2. Ascertaining the differences between the prior art and the claims at issue.
3. Resolving the level of ordinary skill in the pertinent art.
4. Considering objective evidence present in the application indicating obviousness or nonobviousness.
This application currently names joint inventors. In considering patentability of the claims the examiner presumes that the subject matter of the various claims was commonly owned as of the effective filing date of the claimed invention(s) absent any evidence to the contrary.  Applicant is advised of the obligation under 37 CFR 1.56 to point out the inventor and effective filing dates of each claim that was not commonly owned as of the effective filing date of the later invention in order for the examiner to consider the applicability of 35 U.S.C. 102(b)(2)(C) for any potential 35 U.S.C. 102(a)(2) prior art against the later invention.
Claims 1, 3-5, 8-10, 11, 13-15 and 18-20 are rejected under 35 U.S.C. 103 as being unpatentable over Shah in view of Yamagami.

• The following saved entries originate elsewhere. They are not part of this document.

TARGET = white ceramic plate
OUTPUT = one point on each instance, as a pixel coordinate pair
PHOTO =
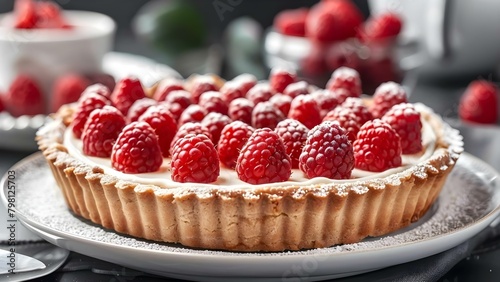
(469, 202)
(19, 133)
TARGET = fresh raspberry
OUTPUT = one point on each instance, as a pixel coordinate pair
(387, 95)
(362, 113)
(333, 20)
(261, 92)
(67, 89)
(194, 159)
(347, 119)
(139, 107)
(164, 125)
(101, 131)
(346, 78)
(280, 78)
(266, 115)
(137, 149)
(263, 159)
(377, 147)
(479, 102)
(384, 26)
(405, 120)
(241, 109)
(281, 102)
(24, 97)
(233, 137)
(327, 152)
(297, 88)
(189, 128)
(212, 101)
(86, 104)
(294, 135)
(305, 109)
(291, 22)
(215, 122)
(193, 113)
(165, 87)
(126, 92)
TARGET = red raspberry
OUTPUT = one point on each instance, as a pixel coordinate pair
(194, 159)
(305, 109)
(347, 119)
(139, 107)
(266, 115)
(263, 159)
(387, 95)
(189, 128)
(165, 87)
(193, 113)
(137, 149)
(327, 152)
(281, 102)
(126, 92)
(101, 131)
(164, 125)
(280, 78)
(405, 120)
(215, 122)
(86, 104)
(212, 101)
(347, 79)
(233, 137)
(479, 102)
(67, 89)
(297, 88)
(24, 97)
(261, 92)
(241, 109)
(294, 135)
(377, 147)
(333, 20)
(292, 22)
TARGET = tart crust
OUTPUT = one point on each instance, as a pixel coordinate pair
(253, 219)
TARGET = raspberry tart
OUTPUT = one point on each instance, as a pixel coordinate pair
(290, 186)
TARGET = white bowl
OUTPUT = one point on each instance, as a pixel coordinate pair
(46, 54)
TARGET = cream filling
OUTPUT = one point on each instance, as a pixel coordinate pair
(228, 178)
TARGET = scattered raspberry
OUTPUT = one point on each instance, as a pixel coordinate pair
(327, 152)
(86, 104)
(233, 137)
(137, 149)
(241, 109)
(377, 147)
(263, 159)
(346, 78)
(405, 120)
(305, 109)
(101, 131)
(139, 107)
(387, 95)
(67, 89)
(479, 102)
(292, 22)
(164, 125)
(126, 92)
(194, 159)
(266, 115)
(294, 135)
(280, 78)
(261, 92)
(24, 97)
(215, 122)
(212, 101)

Regarding claim 1, Shah teaches:
a labelling engine to apply to each datum within the corpus a label corresponding to each one of a plurality of predetermined indicator variables, each indicator variable relating to context of the respective data (Shah – the memory 204 in Fig. 2 includes a knowledge base 210 (i.e. corpus) that serves as a store of user queries (i.e. indicator variables) that are anticipated at the service desk of the enterprise. The system queries are stored along with corresponding answers (i.e. labels) in the knowledge base 210 [0034]. The queries in the knowledge base are tagged [0056]. The processor may be configured to communicate with public data sources (for example, sources like Wikipedia, technical community forums, etc.) and private data sources (for example, online technical libraries) to augment information stored in the knowledge base [0034]. Also see [0049], where the knowledge base can be updated by a human agent to identify an information gap in the knowledge base.)

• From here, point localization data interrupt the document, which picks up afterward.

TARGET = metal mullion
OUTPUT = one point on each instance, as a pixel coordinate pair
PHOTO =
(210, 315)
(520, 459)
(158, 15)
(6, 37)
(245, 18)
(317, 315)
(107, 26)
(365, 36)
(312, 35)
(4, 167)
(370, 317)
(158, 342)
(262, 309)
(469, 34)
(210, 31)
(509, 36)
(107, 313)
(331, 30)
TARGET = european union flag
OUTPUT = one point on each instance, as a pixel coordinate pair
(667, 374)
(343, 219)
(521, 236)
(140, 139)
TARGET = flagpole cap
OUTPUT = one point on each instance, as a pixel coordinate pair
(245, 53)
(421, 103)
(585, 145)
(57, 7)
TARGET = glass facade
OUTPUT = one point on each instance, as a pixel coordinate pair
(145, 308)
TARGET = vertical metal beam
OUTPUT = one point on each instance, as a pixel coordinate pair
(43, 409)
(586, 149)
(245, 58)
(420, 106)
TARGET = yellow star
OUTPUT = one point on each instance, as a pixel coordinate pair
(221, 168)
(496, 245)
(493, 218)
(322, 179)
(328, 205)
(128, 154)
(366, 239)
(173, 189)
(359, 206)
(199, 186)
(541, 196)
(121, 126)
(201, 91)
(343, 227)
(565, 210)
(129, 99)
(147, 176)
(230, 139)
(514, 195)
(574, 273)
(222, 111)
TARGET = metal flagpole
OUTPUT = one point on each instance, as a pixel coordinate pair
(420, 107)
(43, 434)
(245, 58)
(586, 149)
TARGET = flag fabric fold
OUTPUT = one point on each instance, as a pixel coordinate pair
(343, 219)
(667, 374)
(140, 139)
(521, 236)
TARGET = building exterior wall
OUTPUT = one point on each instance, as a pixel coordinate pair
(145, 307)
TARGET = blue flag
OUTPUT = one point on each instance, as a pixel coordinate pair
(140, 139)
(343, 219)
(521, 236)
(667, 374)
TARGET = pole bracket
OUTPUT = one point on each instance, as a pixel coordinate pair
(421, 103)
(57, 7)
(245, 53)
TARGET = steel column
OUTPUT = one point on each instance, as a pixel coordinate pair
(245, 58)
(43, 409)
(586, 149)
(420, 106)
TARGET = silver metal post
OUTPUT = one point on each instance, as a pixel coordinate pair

and a clarification engine to: generate a decision tree using the set of search results, the decision tree comprising nodes corresponding to the indicator variables and edges corresponding to the labels, the decision tree generated to maximize information gain based on pruning the decision tree in response to obtaining a desired label for a selected indicator variable, each indicator variable corresponds to a question and each label of associated edges corresponds to an answer associated with the question, (Shah – the information stored in the knowledge base configures a knowledge graph (i.e. decision tree) including a network of interconnected nodes and branches (i.e. edges). The knowledge graph may be systematically pruned to match a user query to a system query [0034]. See Fig. 3, where the user inputs the query 306b “How do I access the printer?”, the virtual agent may respond with a corresponding output message 308b, which includes system queries related to the query 306b. The system queries may be retrieved from the knowledge base 210. The system may be caused to parse the query 306b to generate n-grams and match the n-grams with the tagged keywords corresponding to the system queries stored in the knowledgebase system 210 of the system to retrieve the system queries related to the query 306b [0056]. If the user’s response to the displayed system queries indicates no match with the system query, then the processor may be configured to prune the knowledge graph (i.e. remove parts of the knowledge graph associated with the previous set of system queries from a current search domain) to identify a different set of system queries that are more likely to match the user query [0045]. Examiner interprets that query 306b discloses a node corresponding to the indicator variable and the answer 308b discloses edges corresponding to the labels. Examiner also interprets that pruning the knowledge graph by removing parts of the knowledge graph discloses maximizing information gain.)
and prune the decision tree in response to a question posed to a user to obtain a label for an indicator variable (Shah – the information stored in the knowledge base configures a knowledge graph (i.e. decision tree) including a network of interconnected nodes and branches. The knowledge graph may be systematically pruned to match a user query to a system query [0034]. More specifically, if the user’s response to the displayed system queries indicates no match with the system query, then the processor may be configured to prune the knowledge graph (i.e. remove parts of the knowledge graph associated with the previous set of system queries from a current search domain) to identify a different set of system queries that are more likely to match the user query [0045].)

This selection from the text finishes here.